Chi segue la famiglia reale sa bene che, per la Principessa del Galles, l’educazione dei bambini non è un semplice interesse, ma un impegno concreto. Nel 2021 ha infatti fondato la Royal Foundation Centre for Early Childhood per sottolineare quanto siano importanti i primi cinque anni di vita per la crescita dei bambini.
La Principessa ha voluto fare questa visita da sola, senza William e senza figli, per vedere da vicino le scuole e confrontarsi direttamente con gli esperti. La scelta di affrontare il viaggio in autonomia evidenzia il suo interesse personale per questi temi e la volontà di dedicare attenzione diretta al mondo dell’educazione. Per lei, Reggio Emilia rappresenta un modello da osservare con attenzione e, potenzialmente, da valorizzare anche nel Regno Unito.
La cosa più bella è stata la sua spontaneità. Ha salutato subito tutti, dal Sindaco alla folla, ma il momento più emozionante in assoluto è stato quando si è avvicinata ai bambini degli asili presenti in piazza. Kate si è fermata con loro, chinandosi per mettersi alla loro altezza. È da gesti come questo che capisci quanto per lei il contatto con i più piccoli sia ciò che conta di più.
Io sono andata in piazza con due mie amiche e anche tra di noi l’entusiasmo era alto. Lucia ha vissuto questo momento con grande emozione:
«Vedere la Principessa dal vivo è stato davvero emozionante, soprattutto perché si trovava nella piazza della mia città. Sono felicissima che abbia scelto proprio Reggio Emilia: siamo una realtà da sempre attenta all’educazione dei bambini e qui la Principessa può trovare molti spunti interessanti. E poi, lasciatemelo dire, era davvero bellissima.»
Anche Ilaria era molto colpita:
«Quando ho saputo che Kate aveva scelto proprio Reggio Emilia per il suo viaggio in Italia, ho pensato che fosse un grande onore. Mi ha fatto sentire fiera della mia città. Abbiamo un metodo educativo internazionale così importante che forse noi, che ci viviamo tutti i giorni, non ne siamo del tutto consapevoli; molti non sanno quanto sia conosciuto nel mondo. Fin da piccola sono sempre stata appassionata a tutto ciò che riguarda la famiglia reale, quindi vedere dal vivo un personaggio che di solito vedo solo in TV o sui libri è stata un’emozione unica.»
Chi meglio di chi studia Scienze dell’Educazione poteva capire l’importanza di questo momento? Parlando con Sara, che frequenta proprio questo percorso universitario, è emerso un punto di vista interessante:
«Secondo me quella di Kate è stata una scelta molto significativa, soprattutto per il valore simbolico che porta con sé. Il metodo di Loris Malaguzzi non è il classico ‘metodo italiano’, ma un approccio internazionale molto valido, nato qui ma studiato in tutto il mondo. Proprio per questo, l’arrivo della Principessa è stato un momento importante per tutti noi: questo metodo merita di essere conosciuto e valorizzato anche da figure internazionali come lei.»

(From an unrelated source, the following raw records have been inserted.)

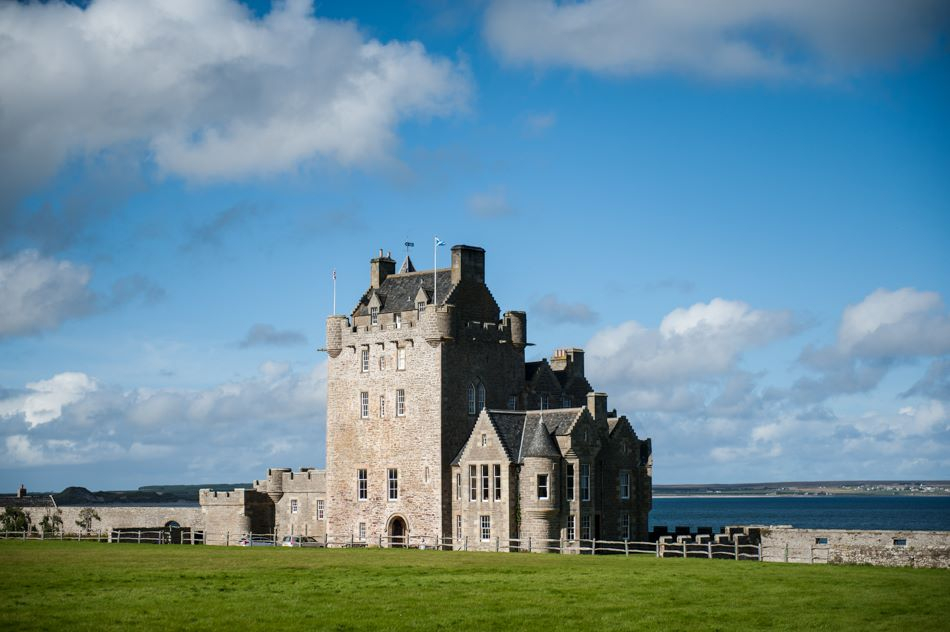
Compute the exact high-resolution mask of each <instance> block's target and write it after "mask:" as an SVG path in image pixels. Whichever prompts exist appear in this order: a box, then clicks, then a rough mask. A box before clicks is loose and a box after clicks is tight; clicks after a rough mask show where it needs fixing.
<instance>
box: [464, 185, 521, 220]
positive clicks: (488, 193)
mask: <svg viewBox="0 0 950 632" xmlns="http://www.w3.org/2000/svg"><path fill="white" fill-rule="evenodd" d="M468 210H469V211H470V212H471V213H472V214H473V215H476V216H478V217H485V218H489V217H502V216H504V215H510V214H512V213H513V212H514V209H513V208H511V205H510V204H509V203H508V196H507V193H506V192H505V190H504V189H503V188H498V189H494V190H492V191H485V192H483V193H475V194H473V195H471V196H469V198H468Z"/></svg>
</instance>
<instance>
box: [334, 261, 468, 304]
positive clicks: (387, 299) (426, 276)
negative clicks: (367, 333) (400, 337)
mask: <svg viewBox="0 0 950 632" xmlns="http://www.w3.org/2000/svg"><path fill="white" fill-rule="evenodd" d="M409 263H410V265H411V263H412V262H409ZM404 265H405V264H404ZM436 279H437V283H438V289H439V304H440V305H442V304H444V303H445V300H446V299H447V298H448V297H449V293H450V292H451V291H452V270H451V269H448V268H446V269H441V270H438V271H436ZM420 287H421V288H422V289H424V290H425V291H426V293H427V294H428V295H429V296H432V270H423V271H422V272H407V273H405V274H390V275H389V276H388V277H386V278H385V279H383V282H382V283H381V284H380V286H379V288H378V289H376V290H373V289H372V288H371V289H369V290H367V291H366V293H365V294H363V296H362V298H360V302H359V304H358V305H357V306H356V309H355V310H353V314H352V315H353V316H366V315H367V314H369V307H368V305H369V298H370V296H371V295H372V292H374V291H375V292H376V294H378V295H379V298H380V299H381V300H382V302H383V305H382V307H380V309H379V313H380V314H391V313H393V312H408V311H410V310H414V309H415V308H416V294H418V293H419V288H420Z"/></svg>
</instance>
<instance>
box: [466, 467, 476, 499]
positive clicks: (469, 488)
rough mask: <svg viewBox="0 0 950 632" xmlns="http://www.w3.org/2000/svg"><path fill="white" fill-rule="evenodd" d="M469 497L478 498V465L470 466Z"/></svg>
mask: <svg viewBox="0 0 950 632" xmlns="http://www.w3.org/2000/svg"><path fill="white" fill-rule="evenodd" d="M468 499H469V500H478V467H477V466H475V465H469V466H468Z"/></svg>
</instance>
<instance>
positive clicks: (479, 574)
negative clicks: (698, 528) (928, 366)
mask: <svg viewBox="0 0 950 632" xmlns="http://www.w3.org/2000/svg"><path fill="white" fill-rule="evenodd" d="M0 621H2V622H3V626H2V627H3V629H5V630H24V629H55V630H77V629H80V630H82V629H94V630H108V629H116V630H132V629H136V628H148V629H158V628H164V629H183V628H187V629H201V630H241V631H244V630H256V629H262V630H263V629H267V630H278V631H283V630H290V629H331V630H378V629H419V630H438V629H445V630H478V631H480V630H493V629H531V630H535V629H540V630H551V629H576V630H627V629H629V630H644V629H647V630H750V629H755V630H759V629H797V630H819V629H825V630H843V629H850V630H871V629H888V630H915V631H916V630H947V629H950V571H946V570H931V569H907V568H874V567H869V566H806V565H792V564H765V563H758V562H735V561H731V560H701V559H687V560H682V559H662V560H659V559H656V558H653V557H646V556H644V557H630V558H624V557H622V556H619V557H588V556H584V557H578V556H557V555H538V554H534V555H532V554H527V553H524V554H514V553H449V552H438V551H406V550H393V549H383V550H380V549H342V550H341V549H330V550H323V549H285V548H277V549H262V548H260V549H258V548H252V549H243V548H236V547H235V548H223V547H211V546H208V547H205V546H195V547H190V546H149V545H135V544H98V543H92V542H88V543H87V542H17V541H0Z"/></svg>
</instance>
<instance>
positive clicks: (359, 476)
mask: <svg viewBox="0 0 950 632" xmlns="http://www.w3.org/2000/svg"><path fill="white" fill-rule="evenodd" d="M356 498H357V500H366V499H367V498H368V495H367V493H366V470H356Z"/></svg>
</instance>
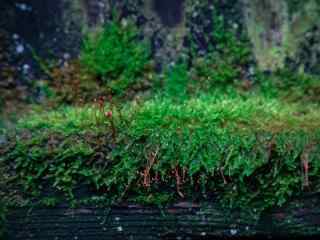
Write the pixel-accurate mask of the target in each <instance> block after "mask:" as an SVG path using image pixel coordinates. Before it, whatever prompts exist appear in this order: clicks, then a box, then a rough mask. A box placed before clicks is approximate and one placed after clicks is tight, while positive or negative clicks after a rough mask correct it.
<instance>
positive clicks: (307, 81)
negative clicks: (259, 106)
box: [256, 69, 320, 103]
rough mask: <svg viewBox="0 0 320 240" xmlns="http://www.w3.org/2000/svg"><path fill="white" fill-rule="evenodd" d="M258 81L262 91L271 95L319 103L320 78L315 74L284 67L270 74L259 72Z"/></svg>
mask: <svg viewBox="0 0 320 240" xmlns="http://www.w3.org/2000/svg"><path fill="white" fill-rule="evenodd" d="M256 82H257V86H258V88H260V92H261V93H262V94H264V95H266V96H269V97H279V98H282V99H284V100H286V101H289V102H298V101H300V102H301V101H302V102H314V103H319V100H320V98H319V96H320V79H319V77H318V76H315V75H311V74H306V73H300V74H297V73H295V72H292V71H290V70H288V69H283V70H279V71H277V72H274V73H271V74H269V75H266V74H263V73H259V74H258V75H257V77H256Z"/></svg>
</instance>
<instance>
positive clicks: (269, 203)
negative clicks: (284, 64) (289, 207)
mask: <svg viewBox="0 0 320 240" xmlns="http://www.w3.org/2000/svg"><path fill="white" fill-rule="evenodd" d="M319 118H320V112H319V111H318V110H316V109H315V108H314V107H312V106H311V105H310V106H301V105H299V104H293V103H292V104H285V103H282V102H280V101H278V100H277V99H266V98H264V97H261V96H258V95H256V94H249V95H247V96H240V95H238V94H236V93H235V94H234V95H229V96H225V95H224V94H223V93H221V92H218V93H216V94H212V95H211V96H205V95H204V96H200V97H198V98H191V99H187V100H183V101H179V102H176V101H173V100H170V99H162V98H161V97H159V98H156V99H154V100H149V101H145V102H142V103H138V102H133V103H130V104H126V105H124V106H121V107H116V106H114V105H113V104H112V103H111V104H110V103H109V104H106V105H103V106H86V107H82V108H74V107H69V108H62V109H60V110H58V111H53V112H49V113H44V114H34V115H31V116H30V117H27V118H25V119H22V120H21V121H20V122H19V123H18V125H17V135H16V137H15V138H12V139H11V145H10V146H5V147H4V148H3V147H2V151H3V154H2V157H1V161H4V162H6V163H11V164H12V163H14V166H15V167H14V169H12V171H11V174H13V175H14V176H17V177H18V178H17V180H18V182H19V183H20V184H21V185H22V186H23V187H24V189H25V190H27V191H28V192H29V193H33V194H35V195H38V194H39V193H41V192H42V191H43V189H44V187H45V186H47V185H49V186H51V187H52V188H53V189H56V190H58V191H61V192H64V193H65V194H66V196H68V197H69V198H70V199H73V198H74V189H75V188H76V186H79V184H84V185H87V186H88V187H89V188H90V189H91V190H92V191H93V192H95V193H96V194H97V195H98V196H104V197H105V199H108V200H113V201H116V202H118V201H124V200H132V199H136V200H137V201H141V199H144V198H146V199H145V200H144V201H145V202H148V199H149V200H150V199H153V198H154V199H160V200H161V201H165V202H166V201H169V200H170V201H172V200H174V199H184V198H187V199H193V200H199V199H203V198H210V197H211V196H212V195H214V194H216V193H219V197H221V199H222V200H223V202H224V203H228V204H231V206H246V204H253V205H255V206H256V207H258V208H259V207H261V208H263V209H264V208H266V207H271V206H274V205H281V204H283V203H285V202H286V201H287V200H288V199H289V198H290V197H291V196H293V195H297V194H299V193H302V192H303V189H305V188H306V187H307V188H312V186H313V183H314V182H316V179H317V178H316V176H317V174H319V168H320V165H319V163H318V161H317V156H318V154H319V150H320V149H319V144H318V141H319V137H320V135H319V127H320V126H319V124H318V123H319ZM12 143H14V144H12ZM307 165H308V167H305V166H307ZM303 166H304V167H303ZM159 194H160V195H161V194H163V196H171V197H161V196H159ZM143 196H144V197H143ZM153 196H154V197H153Z"/></svg>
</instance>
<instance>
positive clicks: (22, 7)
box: [16, 3, 32, 11]
mask: <svg viewBox="0 0 320 240" xmlns="http://www.w3.org/2000/svg"><path fill="white" fill-rule="evenodd" d="M16 8H18V9H19V10H21V11H32V7H31V6H28V5H27V4H25V3H16Z"/></svg>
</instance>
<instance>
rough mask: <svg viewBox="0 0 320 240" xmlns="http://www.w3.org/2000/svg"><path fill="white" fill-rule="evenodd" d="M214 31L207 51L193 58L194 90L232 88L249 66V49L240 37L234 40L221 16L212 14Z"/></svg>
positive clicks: (245, 42) (245, 39)
mask: <svg viewBox="0 0 320 240" xmlns="http://www.w3.org/2000/svg"><path fill="white" fill-rule="evenodd" d="M212 19H213V31H212V34H211V39H212V40H211V42H210V44H209V46H208V48H209V50H208V53H207V54H206V56H205V57H200V58H199V57H197V56H193V57H194V59H195V60H194V62H193V68H192V76H193V78H194V79H195V81H194V82H193V86H194V87H195V88H197V85H198V88H199V89H201V90H205V91H208V90H212V89H214V88H217V87H225V86H230V85H234V83H235V82H236V81H240V80H241V79H242V78H243V76H242V75H243V72H244V71H246V70H245V68H246V67H247V65H248V64H249V63H250V48H249V47H248V41H247V40H246V39H245V38H244V37H243V36H236V32H235V31H234V30H233V29H229V28H227V26H226V23H225V21H224V19H223V17H222V16H219V15H218V14H217V13H216V11H213V14H212Z"/></svg>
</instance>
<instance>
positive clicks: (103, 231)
mask: <svg viewBox="0 0 320 240" xmlns="http://www.w3.org/2000/svg"><path fill="white" fill-rule="evenodd" d="M319 203H320V198H319V195H312V196H305V197H303V198H301V199H296V200H293V201H291V202H290V203H289V204H287V205H286V206H285V207H282V208H277V209H273V210H271V211H269V212H266V213H263V214H262V215H261V216H260V217H259V216H258V215H255V214H249V211H245V210H241V211H239V210H238V211H237V210H233V211H231V210H228V209H224V208H221V207H219V206H218V204H217V203H202V204H201V205H197V204H192V203H188V202H180V203H177V204H174V205H172V206H171V207H167V208H165V209H162V210H161V209H159V208H153V207H143V206H139V205H122V206H114V207H111V208H101V207H95V206H82V207H78V208H75V209H70V208H69V207H68V206H66V205H61V206H58V207H54V208H35V209H32V210H30V209H27V208H20V209H14V210H12V211H11V213H10V215H9V217H8V224H7V229H8V237H7V239H10V240H51V239H52V240H71V239H75V240H82V239H84V240H96V239H97V240H98V239H106V240H108V239H110V240H111V239H138V240H139V239H143V240H146V239H152V240H153V239H154V240H156V239H199V238H200V239H202V238H203V239H212V238H217V237H223V238H227V237H258V236H259V237H266V238H276V237H306V236H320V207H319V206H320V205H319ZM251 212H252V211H251Z"/></svg>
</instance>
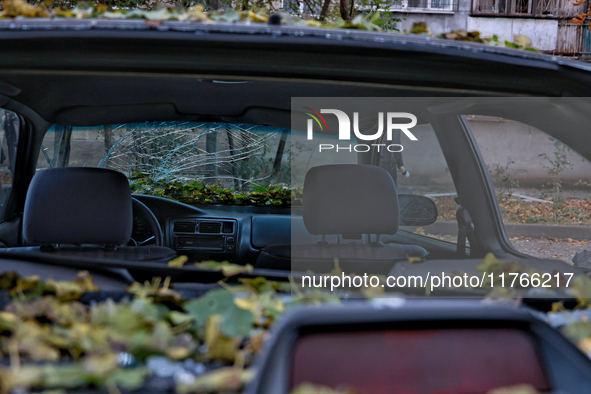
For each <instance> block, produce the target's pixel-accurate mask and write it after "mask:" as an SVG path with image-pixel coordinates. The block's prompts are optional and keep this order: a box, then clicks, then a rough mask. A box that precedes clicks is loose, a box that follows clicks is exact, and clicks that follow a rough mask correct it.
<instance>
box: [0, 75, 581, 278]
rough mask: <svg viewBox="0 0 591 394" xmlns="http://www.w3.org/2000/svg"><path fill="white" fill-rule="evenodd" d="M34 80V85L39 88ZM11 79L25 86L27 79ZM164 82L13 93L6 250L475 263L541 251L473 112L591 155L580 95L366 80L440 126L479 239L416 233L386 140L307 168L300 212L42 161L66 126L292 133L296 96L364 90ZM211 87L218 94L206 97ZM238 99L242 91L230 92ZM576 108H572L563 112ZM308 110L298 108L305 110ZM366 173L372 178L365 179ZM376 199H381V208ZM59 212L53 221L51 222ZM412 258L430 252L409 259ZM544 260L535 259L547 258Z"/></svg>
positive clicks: (426, 266)
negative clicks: (378, 206) (170, 124)
mask: <svg viewBox="0 0 591 394" xmlns="http://www.w3.org/2000/svg"><path fill="white" fill-rule="evenodd" d="M44 78H45V77H44ZM34 80H35V79H33V80H31V81H27V82H26V84H27V85H28V86H34ZM43 81H44V82H43V85H42V86H43V88H49V86H50V84H51V83H57V82H58V81H60V78H58V76H57V75H55V76H53V77H50V78H45V79H43ZM98 81H99V79H92V78H90V79H89V80H87V81H86V82H85V85H86V86H89V87H90V86H97V85H96V83H98ZM9 82H10V83H11V84H15V85H22V84H23V83H25V82H24V81H23V80H22V79H21V78H19V77H18V76H13V77H11V78H10V80H9ZM62 82H63V83H64V84H65V85H64V86H65V87H67V86H70V87H73V86H75V84H76V83H79V82H80V79H79V77H78V76H71V77H68V78H66V79H65V80H64V81H62ZM152 82H154V83H155V84H156V86H160V87H161V89H162V92H163V95H162V96H160V100H161V102H160V103H156V102H143V101H145V100H143V99H141V97H144V96H143V95H144V93H145V87H146V86H149V85H150V84H148V83H147V81H146V80H145V77H142V76H138V77H133V78H128V79H125V80H124V79H121V78H118V77H109V78H106V79H100V83H101V84H107V85H108V86H109V89H99V91H98V93H97V94H96V95H92V97H91V96H84V97H83V96H79V95H73V94H71V95H65V96H63V97H61V98H60V99H57V98H56V99H55V100H49V101H48V100H40V97H41V96H39V95H36V94H35V90H34V89H33V90H29V89H27V90H25V89H23V93H22V94H19V95H17V96H16V97H15V98H14V100H13V99H8V102H6V103H5V104H4V107H5V108H6V109H13V110H14V112H15V113H17V114H18V116H19V120H20V136H21V138H19V142H18V149H17V152H16V163H15V168H14V173H15V176H14V179H13V182H12V185H11V189H10V192H9V196H8V197H7V199H6V201H5V203H4V204H3V207H2V208H3V209H4V214H5V218H6V219H5V220H4V223H2V224H1V225H0V241H2V242H3V243H4V245H5V246H6V247H7V248H5V249H3V250H2V251H3V252H7V253H10V252H25V251H28V252H31V251H34V252H36V253H46V254H47V253H50V254H54V255H83V256H86V257H90V256H93V257H98V258H101V259H120V260H126V261H135V262H138V261H139V262H142V261H145V262H158V263H166V262H168V261H169V260H171V259H172V258H174V257H175V256H179V255H187V256H188V257H189V259H190V260H192V261H207V260H214V261H229V262H232V263H235V264H240V265H246V264H250V265H252V266H253V267H255V269H272V270H283V271H287V270H290V269H294V268H295V269H296V270H299V271H305V270H307V269H314V271H316V272H327V271H330V270H331V269H333V268H334V261H335V258H337V259H339V260H340V262H341V263H342V264H344V265H345V268H347V269H349V268H352V267H347V264H348V263H351V264H352V265H353V266H357V265H358V263H360V262H362V261H363V262H365V263H364V264H368V265H371V270H372V271H375V272H376V273H380V274H387V273H388V272H390V271H392V270H395V269H396V270H401V269H403V270H405V272H409V271H413V272H415V271H416V272H417V273H418V274H421V275H423V274H424V272H427V271H429V269H430V268H431V267H433V266H436V267H446V269H449V270H451V271H454V270H456V269H467V270H468V271H470V270H473V267H474V266H475V265H477V263H478V261H480V259H481V258H482V257H484V255H485V254H486V253H488V252H492V253H494V254H495V255H496V256H498V257H499V258H501V259H503V258H505V259H524V260H525V261H530V260H532V258H531V257H529V256H527V255H524V254H522V253H520V252H517V251H516V250H515V249H514V247H513V246H512V245H511V242H510V241H509V240H508V237H507V236H506V234H505V231H504V226H503V223H502V219H501V215H500V212H499V208H498V204H497V203H496V200H495V196H494V190H493V187H492V185H491V181H490V178H489V176H488V173H487V171H486V167H485V164H484V163H483V161H482V157H481V154H480V152H479V150H478V146H477V145H476V143H475V141H474V138H473V136H472V135H471V133H470V131H469V125H468V122H467V121H466V119H465V117H464V116H463V115H464V114H466V113H478V114H482V115H491V116H492V115H496V116H503V117H506V118H510V119H511V118H512V119H519V120H520V121H523V122H526V123H528V124H531V125H533V126H537V127H538V128H540V129H542V130H545V131H546V132H547V133H549V134H550V135H554V136H559V137H560V138H561V140H562V141H563V142H564V143H566V144H569V145H570V146H576V147H577V148H579V149H578V152H579V153H580V154H581V155H582V156H583V157H591V151H588V148H587V147H588V146H591V144H588V143H586V141H587V140H588V139H589V138H590V137H589V136H587V135H582V134H580V133H575V132H574V130H578V126H577V124H580V122H584V121H586V119H587V114H588V112H587V111H586V107H585V106H584V105H583V104H581V102H580V101H578V102H576V103H575V102H573V103H572V104H570V103H569V102H568V101H567V100H563V101H558V100H554V99H550V98H545V99H537V98H531V99H518V98H515V99H508V98H503V99H496V98H482V97H480V98H474V99H470V98H462V97H458V98H455V99H450V98H437V97H427V98H425V97H410V98H409V97H400V95H401V94H404V93H408V91H407V90H405V89H401V90H399V91H397V90H395V89H393V88H391V87H373V88H371V89H366V90H365V91H364V96H373V97H385V96H386V97H390V98H389V100H390V101H389V105H390V106H393V107H395V108H396V109H397V110H400V111H408V112H411V113H414V114H416V115H417V117H418V119H419V126H418V127H419V128H420V127H424V128H428V129H429V130H431V131H430V133H431V135H432V136H433V137H432V138H433V141H435V146H436V148H437V150H438V152H440V153H439V155H441V158H442V160H443V163H444V166H445V167H446V171H447V172H448V176H449V177H450V179H451V180H452V182H453V185H454V189H455V192H456V193H457V195H458V201H459V206H460V207H462V209H463V210H464V211H465V212H468V215H467V219H465V220H467V221H468V223H462V222H458V229H457V230H458V234H464V235H463V237H464V238H466V237H467V239H468V240H469V245H468V247H466V246H464V245H463V243H462V244H457V243H454V242H449V241H445V240H441V239H436V238H432V237H426V236H423V235H421V234H418V233H416V232H415V231H412V230H408V231H407V230H405V223H406V224H407V225H408V223H412V222H413V220H415V221H416V220H419V219H420V215H419V216H416V215H415V217H414V219H413V217H412V215H411V217H406V218H404V217H402V216H403V215H402V216H401V213H400V209H399V201H398V200H402V199H403V198H406V199H407V200H408V198H409V197H408V193H407V194H405V193H401V192H400V191H397V190H396V185H395V184H394V183H393V182H392V181H391V179H390V178H388V176H387V175H388V174H387V172H386V171H384V170H383V169H382V168H381V167H380V166H379V163H380V157H379V156H380V155H379V154H377V152H376V151H375V150H370V151H369V152H360V153H357V154H354V155H353V160H354V162H353V163H354V164H353V163H351V162H349V163H348V164H331V163H330V162H327V163H323V162H313V163H312V164H313V165H311V167H312V168H303V169H302V168H298V169H297V171H296V172H297V174H298V176H300V177H301V180H302V186H303V185H304V184H305V187H304V198H303V205H302V206H301V207H295V206H294V207H292V208H291V209H289V208H280V207H277V208H275V207H249V206H237V205H236V206H233V205H199V204H197V205H189V204H185V203H180V202H175V201H171V200H168V199H164V198H160V197H155V196H148V195H134V196H133V198H131V196H130V195H129V192H128V191H126V190H129V189H128V188H127V187H126V185H125V181H124V179H123V178H122V177H120V176H117V175H115V174H113V173H112V171H108V170H105V169H102V170H99V169H95V170H92V171H91V169H89V168H77V167H76V166H75V163H74V164H71V167H69V168H52V169H42V170H41V169H40V170H37V168H36V163H37V162H38V161H39V160H43V154H44V147H43V144H44V142H43V141H44V137H45V136H46V134H47V135H48V134H49V133H47V131H48V130H50V129H51V127H52V125H54V124H55V125H71V126H72V127H74V128H77V127H96V126H101V125H104V124H115V125H117V124H120V125H123V124H125V123H124V122H128V123H129V122H131V123H134V122H135V123H138V122H139V123H141V122H144V123H146V124H156V123H158V122H189V123H190V122H197V123H199V122H200V123H215V124H249V125H257V126H261V127H270V128H275V129H276V128H281V129H283V130H287V131H288V133H289V135H290V136H291V138H292V139H293V138H295V137H294V136H296V135H297V134H298V133H301V131H303V130H302V128H303V126H300V130H297V127H296V128H294V126H293V124H292V115H293V111H292V110H291V107H290V98H291V97H293V96H297V95H304V94H305V95H312V94H317V95H318V96H320V94H319V93H320V92H322V95H324V96H332V97H339V96H340V97H347V96H348V97H352V96H355V95H357V94H358V93H359V90H358V89H357V88H356V87H354V86H347V85H342V84H334V85H330V84H329V85H327V84H324V83H316V84H315V83H302V82H286V81H264V80H256V79H254V78H253V79H249V80H246V81H243V82H244V83H223V82H224V81H217V80H202V79H195V78H189V77H186V78H184V79H183V78H175V79H167V80H166V81H165V82H166V83H164V81H158V80H157V79H154V80H152ZM65 87H64V88H63V89H62V88H60V89H56V90H55V92H56V94H61V93H60V92H62V93H63V92H66V91H68V89H67V88H65ZM327 87H329V88H330V89H327ZM136 88H137V89H136ZM134 89H135V90H134ZM107 90H108V91H109V93H108V94H107ZM269 92H273V93H272V94H269ZM415 93H416V92H415ZM425 93H427V92H425ZM428 93H429V94H433V95H435V94H436V92H435V91H432V92H428ZM442 93H443V92H438V93H437V95H440V94H442ZM446 93H448V94H449V92H446ZM205 96H207V97H209V99H208V100H205V99H203V97H205ZM113 97H116V99H115V100H114V101H113V100H112V98H113ZM229 97H241V99H240V100H232V101H231V102H229V101H228V100H227V98H229ZM512 100H524V101H521V102H518V101H512ZM125 103H127V104H125ZM24 104H26V106H25V105H24ZM107 104H108V105H107ZM533 105H535V106H537V107H543V108H544V109H545V111H543V113H537V114H536V115H535V116H534V115H532V114H533V112H528V111H523V110H524V109H525V108H528V107H531V106H533ZM566 108H568V111H569V117H567V118H565V117H564V115H563V112H564V111H565V110H566ZM301 116H302V114H301V113H298V112H297V111H296V115H295V117H296V118H298V117H301ZM54 127H55V126H54ZM335 129H336V128H334V127H331V130H333V131H332V132H330V133H329V132H328V128H327V130H326V131H325V132H324V133H325V134H326V135H324V136H323V137H327V138H335V137H334V134H331V133H334V130H335ZM422 154H427V155H429V154H433V153H429V152H426V153H425V152H423V153H422ZM310 163H311V162H309V163H308V164H310ZM35 172H36V174H35ZM120 172H121V171H120ZM127 176H128V177H129V176H130V173H129V172H127ZM81 179H86V181H85V182H81ZM331 179H332V180H331ZM337 180H338V181H337ZM361 182H362V183H363V185H364V186H363V187H361V188H360V187H359V184H360V183H361ZM72 185H79V186H80V187H72ZM292 186H293V185H292ZM413 194H414V195H415V196H418V195H420V194H421V193H420V192H418V193H413V192H412V190H411V193H410V195H411V197H410V199H411V200H412V195H413ZM403 195H406V196H407V197H404V196H403ZM422 197H424V196H422ZM423 199H427V200H428V199H429V198H428V197H425V198H423ZM82 202H83V203H82ZM415 202H416V201H415ZM428 204H429V203H428V202H427V205H428ZM427 205H424V206H427ZM378 206H380V207H382V208H380V209H379V210H377V209H376V207H378ZM90 207H92V208H90ZM130 207H132V208H130ZM130 209H131V210H132V211H133V214H132V216H131V217H130V215H129V212H130ZM423 211H424V209H423ZM407 216H408V215H407ZM435 216H436V215H435ZM50 217H51V218H52V220H43V221H42V222H41V221H40V218H50ZM39 223H44V224H43V226H39ZM426 224H429V222H426ZM82 229H84V231H83V230H82ZM466 229H468V231H466ZM472 229H473V230H472ZM115 230H117V231H115ZM148 239H149V241H148V242H146V243H145V244H144V241H147V240H148ZM131 240H133V241H131ZM138 241H139V242H138ZM130 242H131V243H130ZM140 244H141V245H142V246H130V245H140ZM122 245H128V246H122ZM345 255H346V256H345ZM409 258H421V259H423V260H426V261H425V262H424V263H421V264H413V265H412V266H409V265H408V259H409ZM532 261H536V263H537V262H538V261H539V259H533V260H532ZM540 264H542V265H543V266H544V268H545V269H546V267H547V269H551V270H554V269H557V270H559V271H562V270H564V269H566V268H572V267H569V266H565V265H563V264H562V263H560V262H558V261H544V262H542V263H540ZM181 280H182V279H181Z"/></svg>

È importante riconoscere come l’innovazione non sia sempre collegata alle grandi città. Per questo vedere la principessa Kate nel territorio reggiano è stato un segnale importante. Dopo gli incontri nelle scuole, ha voluto scoprire anche una parte della tradizione gastronomica locale, mettendosi alla prova con i tortellini. Spero davvero che porti a Londra un ricordo speciale di questa visita, fatto di educazione, accoglienza e buon cibo.